A vida é um aprendizado implacável. Por isso é melhor aprender com os erros dos outros que com os próprios erros. Guido Barilla, presidente da maior fabricante mundial de massas, que leva o nome de sua família, nos deu involuntária e penosa lição sobre o novo engajamento das marcas com seu público, uma relação que vai muito além do comercial de 30 segundos. Questionado numa rádio italiana se usaria família gay em campanha publicitária, Barilla respondeu: “Eu nunca faria [um comercial] com família homossexual, não por falta de respeito, mas porque não concordamos. A nossa família é uma família clássica, na qual a mulher tem papel fundamental.”
Imediatamente, surgiram protestos e pedidos de boicote na Itália e em outras partes do mundo. Alessandro Zan, deputado do Parlamento italiano, tuitou: “Você não pode desrespeitar os consumidores, incluindo os gays.” A Barilla, que usa cenas idílicas de famílias italianas em seus comerciais, tentou conter os danos. Argumentou que o seu presidente foi mal interpretado, que defendeu apenas o papel central da mulher na família e que a marca “usa famílias em seus comerciais porque acolhe a todos”.

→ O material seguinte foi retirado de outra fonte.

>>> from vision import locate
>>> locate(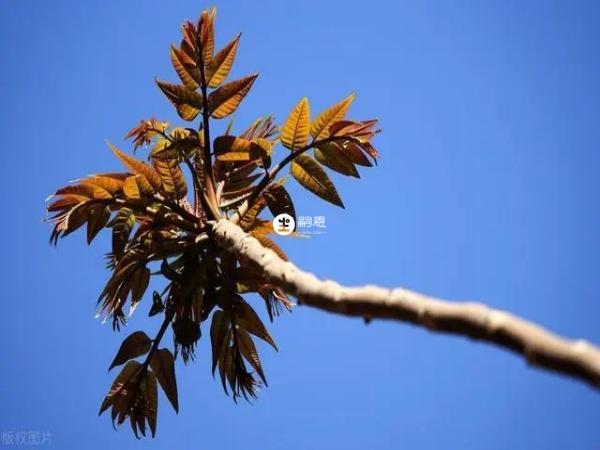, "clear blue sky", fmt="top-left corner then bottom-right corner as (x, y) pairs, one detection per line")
(0, 0), (600, 450)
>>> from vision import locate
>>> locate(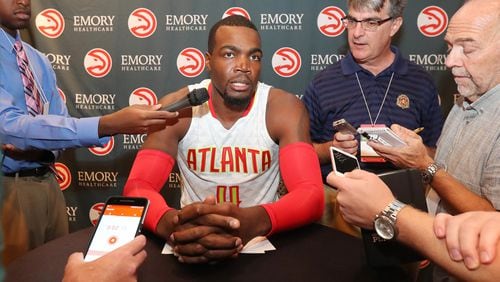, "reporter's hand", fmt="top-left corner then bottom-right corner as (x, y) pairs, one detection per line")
(2, 144), (55, 163)
(326, 169), (394, 229)
(63, 235), (146, 282)
(434, 211), (500, 270)
(99, 104), (178, 137)
(332, 132), (359, 155)
(367, 124), (433, 169)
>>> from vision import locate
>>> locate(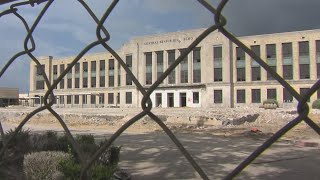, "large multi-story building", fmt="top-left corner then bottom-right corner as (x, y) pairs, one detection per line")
(30, 29), (320, 107)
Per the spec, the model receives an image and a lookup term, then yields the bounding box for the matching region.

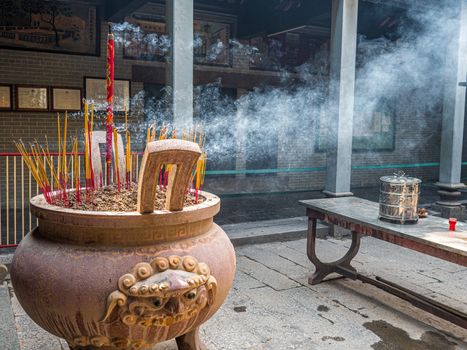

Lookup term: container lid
[380,171,422,185]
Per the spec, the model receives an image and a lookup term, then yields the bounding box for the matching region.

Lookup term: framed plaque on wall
[84,77,130,112]
[16,85,49,111]
[0,85,13,110]
[52,87,82,111]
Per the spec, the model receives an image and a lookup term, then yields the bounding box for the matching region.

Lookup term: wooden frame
[50,86,83,112]
[84,77,131,113]
[0,84,13,111]
[15,85,50,112]
[0,2,102,57]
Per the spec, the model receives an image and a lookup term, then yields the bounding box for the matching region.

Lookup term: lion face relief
[102,256,217,327]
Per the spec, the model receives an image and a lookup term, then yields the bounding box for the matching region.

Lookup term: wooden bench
[300,197,467,329]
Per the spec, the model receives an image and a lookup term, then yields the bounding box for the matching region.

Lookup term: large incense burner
[11,140,235,350]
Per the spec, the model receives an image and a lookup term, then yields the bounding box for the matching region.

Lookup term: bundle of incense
[71,137,81,206]
[195,153,207,203]
[59,112,68,203]
[113,128,120,191]
[84,102,95,198]
[125,109,131,188]
[15,141,55,204]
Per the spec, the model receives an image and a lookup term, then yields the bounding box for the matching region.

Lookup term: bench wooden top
[300,197,467,266]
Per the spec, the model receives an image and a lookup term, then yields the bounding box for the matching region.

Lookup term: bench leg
[307,218,361,285]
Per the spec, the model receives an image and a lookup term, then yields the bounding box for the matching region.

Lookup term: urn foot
[175,327,207,350]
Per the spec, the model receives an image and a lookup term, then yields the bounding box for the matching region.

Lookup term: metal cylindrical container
[379,173,422,224]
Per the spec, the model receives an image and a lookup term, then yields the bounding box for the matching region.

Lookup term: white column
[165,0,193,128]
[324,0,358,197]
[437,0,467,212]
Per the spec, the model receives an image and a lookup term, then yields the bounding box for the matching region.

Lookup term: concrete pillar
[436,0,467,217]
[165,0,193,128]
[324,0,358,197]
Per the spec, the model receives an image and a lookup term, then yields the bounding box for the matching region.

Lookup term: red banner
[105,29,115,185]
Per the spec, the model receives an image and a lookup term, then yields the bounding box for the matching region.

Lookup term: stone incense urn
[11,140,235,350]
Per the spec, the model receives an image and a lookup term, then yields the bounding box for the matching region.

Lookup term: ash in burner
[55,184,205,212]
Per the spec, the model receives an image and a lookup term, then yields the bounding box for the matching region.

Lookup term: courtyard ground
[0,238,467,350]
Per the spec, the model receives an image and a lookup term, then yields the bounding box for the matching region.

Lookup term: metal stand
[307,217,467,329]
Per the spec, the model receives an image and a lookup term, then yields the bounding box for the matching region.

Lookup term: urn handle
[137,139,201,214]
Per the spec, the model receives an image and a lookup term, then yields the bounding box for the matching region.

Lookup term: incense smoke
[109,1,459,191]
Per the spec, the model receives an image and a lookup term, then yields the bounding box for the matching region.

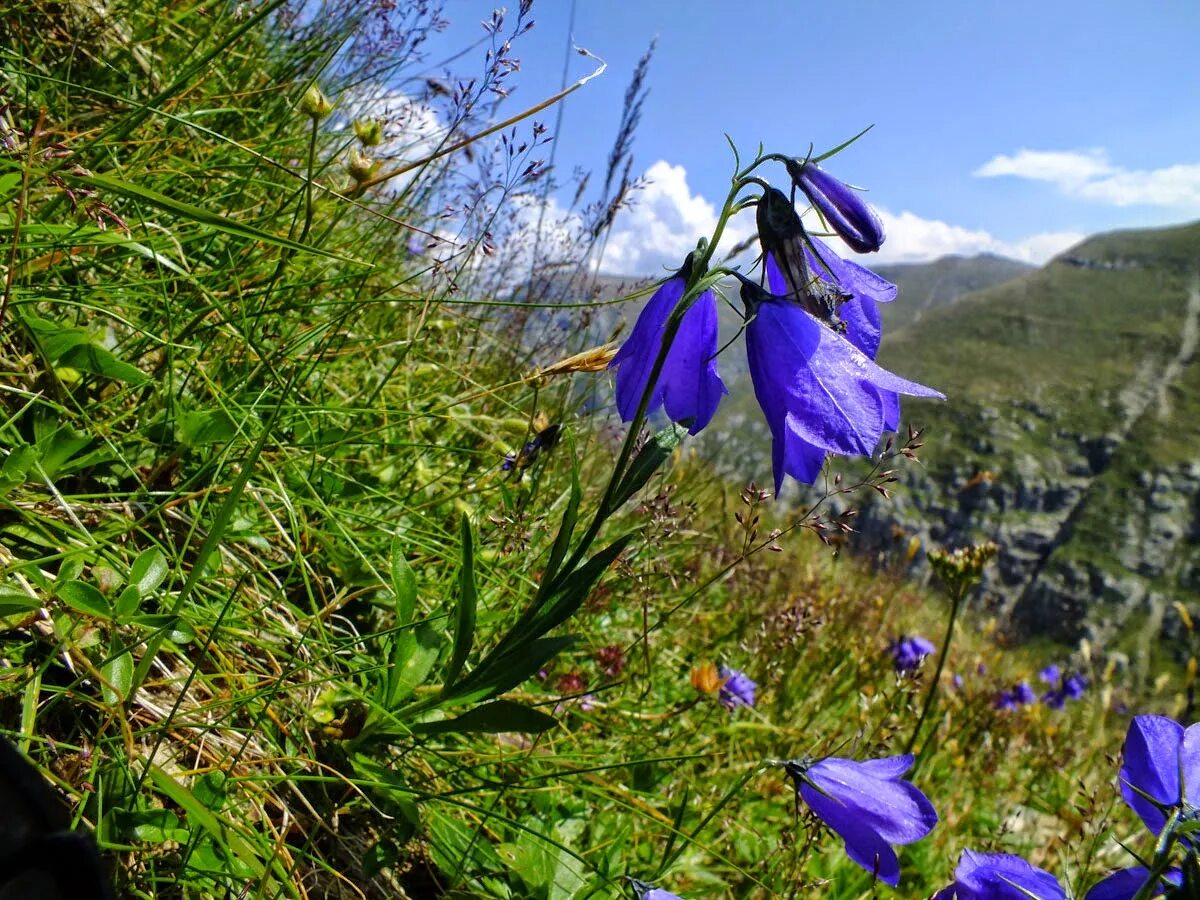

Mas o estrago estava feito, intensa e velozmente como costuma ocorrer hoje em dia. Até os concorrentes aproveitaram. Bertolli, outra marca de massas, lançou campanha em redes sociais com imagens e posts pró-gays como “Amor e massa para todos!” ou “Bartelli acolhe a todos, principalmente os com estômago vazio.”
Marca e verdade
A cada segundo mais de mil mensagens são disparadas no Facebook e no Twitter. É um turbilhão incontrolável, mas influenciável, com o qual marcas e organizações devem se engajar. A imagem de uma empresa depende cada vez menos do que ela comunica sobre si e mais do que os outros comunicam sobre ela. Existe informação demais sobre as marcas, inclusive falsa informação. É um fluxo no qual as empresas têm influência limitada e que convive com a propaganda tradicional, por isso mesmo tão estratégica. E os muito opacos me perdoem, mas transparência é fundamental.
A melhor propaganda é ser uma grande empresa. Elas serão cada vez mais julgadas pelo que são do que pelo produto que entregam. Assim como as mídias sociais podem detonar seu produto, elas podem promover suas qualidades, proporcionar feedbacks e informações em quantidades antes impossíveis e de valor inestimável.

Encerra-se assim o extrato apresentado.